The Judge then considered whether the power in section 241(e), to make an order for "the turnover to a foreign representative of any property belonging to a debtor" could extend, as the trustee argued, to setting aside an antecedent transaction and ordering the repayment of money to the trustee. The Judge held that it could not, and that section 241(e) relates only to property belonging to the company prior to the commencement of its liquidation, and not to property which is recoverable only by an office-holder pursuant to transaction avoidance powers. The Judge took the view that Part XVII provides foreign office-holders with a simple procedural mechanism for obtaining ancillary relief, but does not extend to complex disputes such as would arise in an avoidance action.

Turning to the position under the common law, the Judge considered the principle established in Cambridge Gas, and reaffirmed by the English High Court in Schmitt -v- Deichmann, that recognition of a foreign office holder carries with it the active assistance of the Court, by doing whatever it could have done in a domestic insolvency. The Judge asked whether this remains the law following the Supreme Court's decision, in Rubin -v- Eurofinance SA, that Cambridge Gas was wrongly decided. The Judge held that the Supreme Court's reversal of Rubin applies only to the question of enforcement of foreign judgments and did not disturb the principle that recognition at common law carries with it the active assistance of the Court. He therefore held that a foreign office holder does in principle have the right under common law to bring an avoidance claim in the Cayman Islands under Cayman law.

The Judge also considered whether the trustee's right to bring such a claim would be dependent on the nature of BLMIS' connection with the Cayman jurisdiction. It was argued by Primeo that the Court could only extend to a foreign office holder the right to exercise statutory avoidance powers, if it was established that the Cayman Court would itself have had jurisdiction to wind up BLMIS. According to Primeo, if the foreign company did not meet the criteria for a local winding up so as to bring it within the ambit of the Companies Law, it was not open to the Court to allow it to obtain remedies which that statute provides solely to an official liquidator appointed in the context of such a winding up. The Judge rejected this argument, following decisions of the South African and Bermudan courts that the existence of jurisdiction to make a winding up order was irrelevant to the question of common law recognition and assistance.

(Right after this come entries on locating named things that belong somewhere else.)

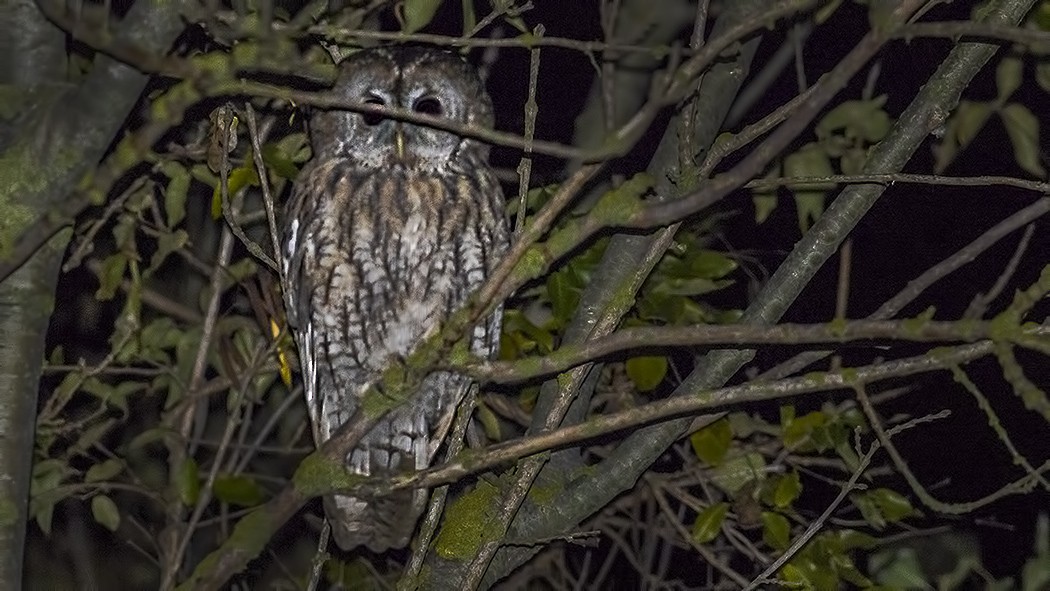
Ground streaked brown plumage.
[282,47,508,551]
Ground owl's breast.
[302,169,485,370]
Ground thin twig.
[245,101,284,276]
[515,25,544,235]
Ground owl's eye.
[361,97,386,127]
[412,97,441,117]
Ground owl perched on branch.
[281,47,508,551]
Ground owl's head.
[310,46,492,169]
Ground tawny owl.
[282,47,508,551]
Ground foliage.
[8,0,1050,590]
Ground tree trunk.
[0,0,183,589]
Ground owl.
[281,46,508,552]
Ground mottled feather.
[282,47,508,551]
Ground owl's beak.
[394,123,404,161]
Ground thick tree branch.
[459,318,1050,383]
[0,0,182,589]
[466,0,1033,582]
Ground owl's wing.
[281,185,322,445]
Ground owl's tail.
[324,413,429,552]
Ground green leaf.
[164,165,191,228]
[95,253,128,301]
[91,494,121,531]
[84,458,124,482]
[773,470,802,509]
[995,56,1024,101]
[693,503,729,544]
[212,474,266,507]
[398,0,442,33]
[689,419,733,466]
[547,269,583,326]
[175,458,201,507]
[1035,59,1050,92]
[263,139,305,181]
[762,511,791,551]
[69,419,120,455]
[1000,103,1047,178]
[627,356,667,392]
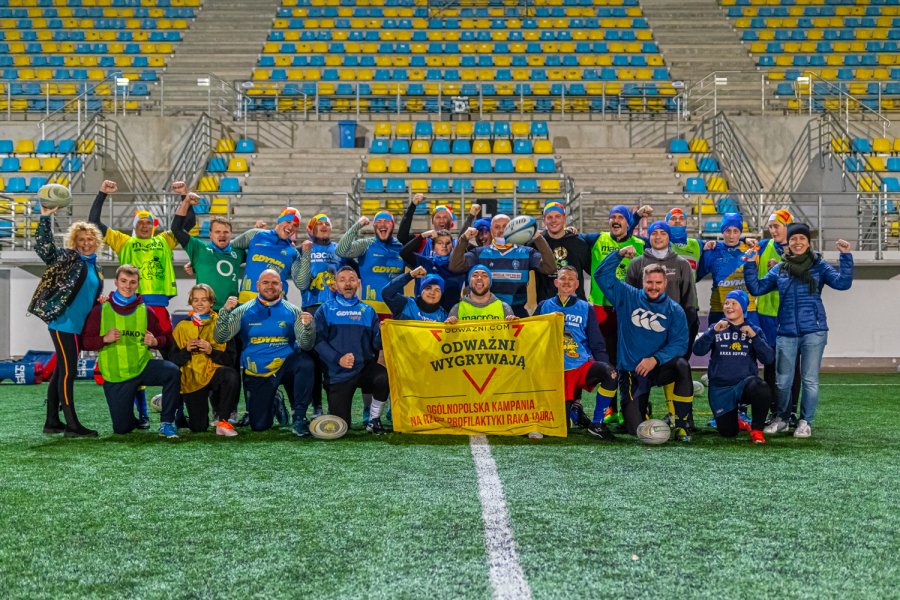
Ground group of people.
[29,181,853,443]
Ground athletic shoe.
[794,419,812,438]
[366,417,384,435]
[216,419,237,437]
[291,419,309,437]
[763,417,788,433]
[63,423,99,437]
[274,394,291,425]
[585,423,616,442]
[159,422,178,440]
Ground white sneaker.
[794,419,812,437]
[763,417,788,433]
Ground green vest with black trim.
[456,298,506,321]
[99,302,152,383]
[590,232,644,306]
[756,240,781,317]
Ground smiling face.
[74,231,97,256]
[722,227,741,246]
[209,223,231,250]
[788,233,809,256]
[334,269,359,299]
[644,272,666,300]
[190,289,212,315]
[256,269,281,302]
[116,273,139,298]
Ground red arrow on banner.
[463,367,497,396]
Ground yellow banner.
[381,314,566,437]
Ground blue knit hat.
[609,204,634,227]
[725,290,750,315]
[719,213,744,233]
[422,273,444,294]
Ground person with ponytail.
[744,223,853,438]
[28,206,103,437]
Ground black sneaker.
[585,423,616,442]
[366,417,384,435]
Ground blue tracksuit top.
[693,321,775,387]
[315,290,381,383]
[381,273,447,323]
[594,252,688,371]
[534,296,609,371]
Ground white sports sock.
[369,399,384,419]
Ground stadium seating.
[248,0,676,113]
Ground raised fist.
[100,179,119,194]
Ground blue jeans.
[775,331,828,424]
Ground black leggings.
[716,376,772,437]
[46,329,88,429]
[327,358,390,425]
[619,356,694,435]
[181,366,240,433]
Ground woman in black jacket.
[28,207,103,437]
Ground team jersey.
[103,228,178,306]
[184,236,247,310]
[590,232,644,306]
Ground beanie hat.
[719,213,744,232]
[609,204,634,228]
[725,290,750,314]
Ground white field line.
[469,435,531,600]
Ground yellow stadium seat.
[534,140,553,154]
[475,179,494,194]
[15,140,34,154]
[452,158,472,173]
[516,158,534,173]
[388,158,408,173]
[366,158,387,173]
[494,140,512,154]
[541,179,560,194]
[228,158,250,173]
[675,156,699,173]
[410,140,431,154]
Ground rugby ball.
[309,415,347,440]
[503,215,537,246]
[37,183,72,208]
[694,380,706,396]
[637,419,672,446]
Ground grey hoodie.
[625,246,700,312]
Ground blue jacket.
[744,253,853,337]
[694,321,775,387]
[315,290,381,383]
[594,252,688,371]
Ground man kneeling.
[82,265,179,438]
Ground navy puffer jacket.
[744,253,853,337]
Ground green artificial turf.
[0,375,900,598]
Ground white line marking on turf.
[469,435,531,600]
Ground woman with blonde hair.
[28,207,103,437]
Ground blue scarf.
[109,290,137,306]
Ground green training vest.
[590,232,644,306]
[756,240,781,317]
[99,302,152,383]
[119,235,178,298]
[456,298,506,321]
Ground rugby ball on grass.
[503,215,537,246]
[37,183,72,208]
[637,419,672,446]
[309,415,347,440]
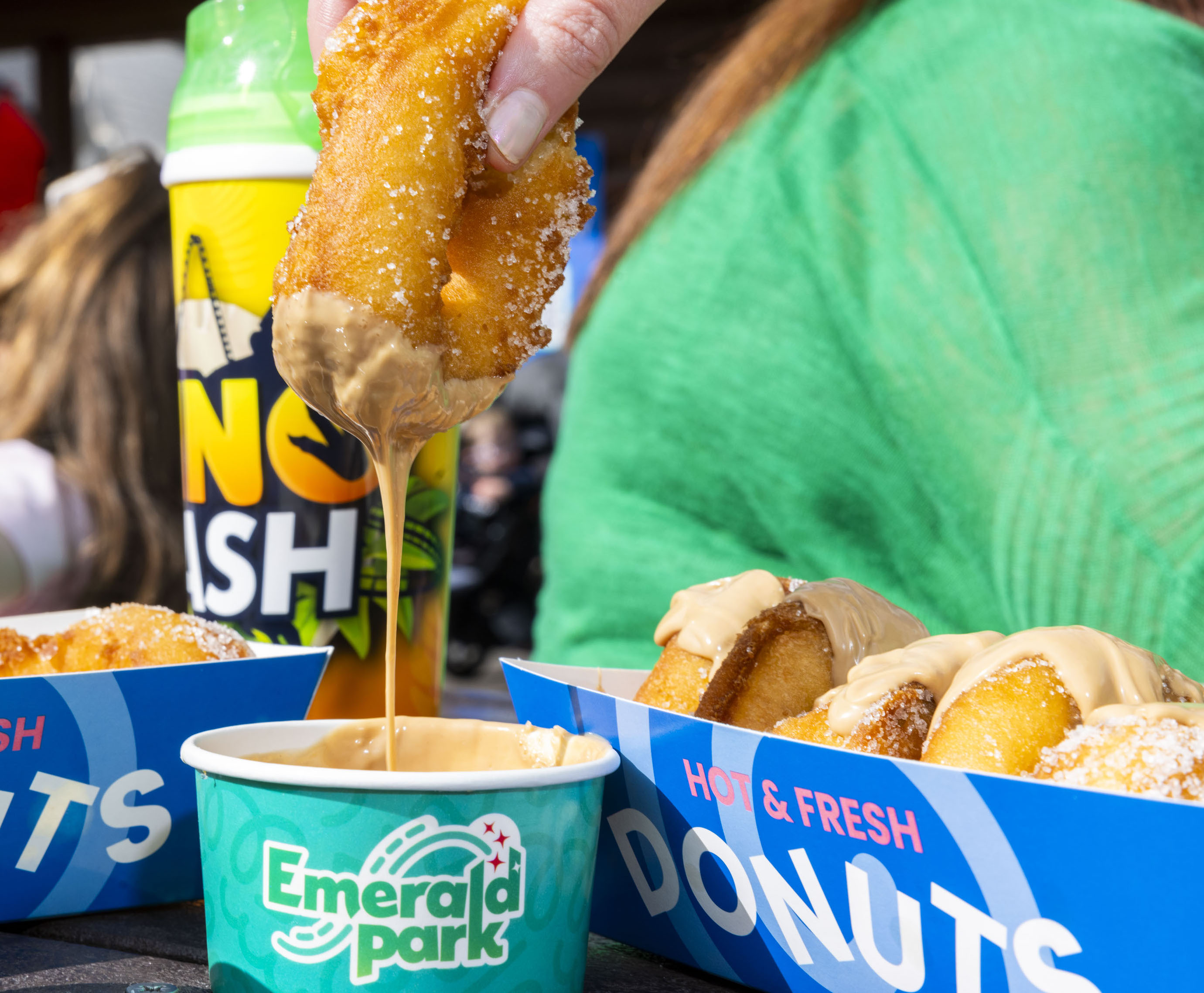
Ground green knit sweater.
[536,0,1204,678]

The final question considered by the Judge was whether Primeo was entitled to the benefit of insolvency set-off as between the trustee's avoidance claims, and claims which Primeo itself asserts against BLMIS as a victim, as it says, of the Madoff fraud. The Judge held that no such set off is available, relying on the well settled principle that pre-liquidation claims cannot be set off against post-liquidation avoidance claims. Equally, the Judge held that Primeo could not rely on the equitable rule in Cherry -v- Boultbee to achieve the same result.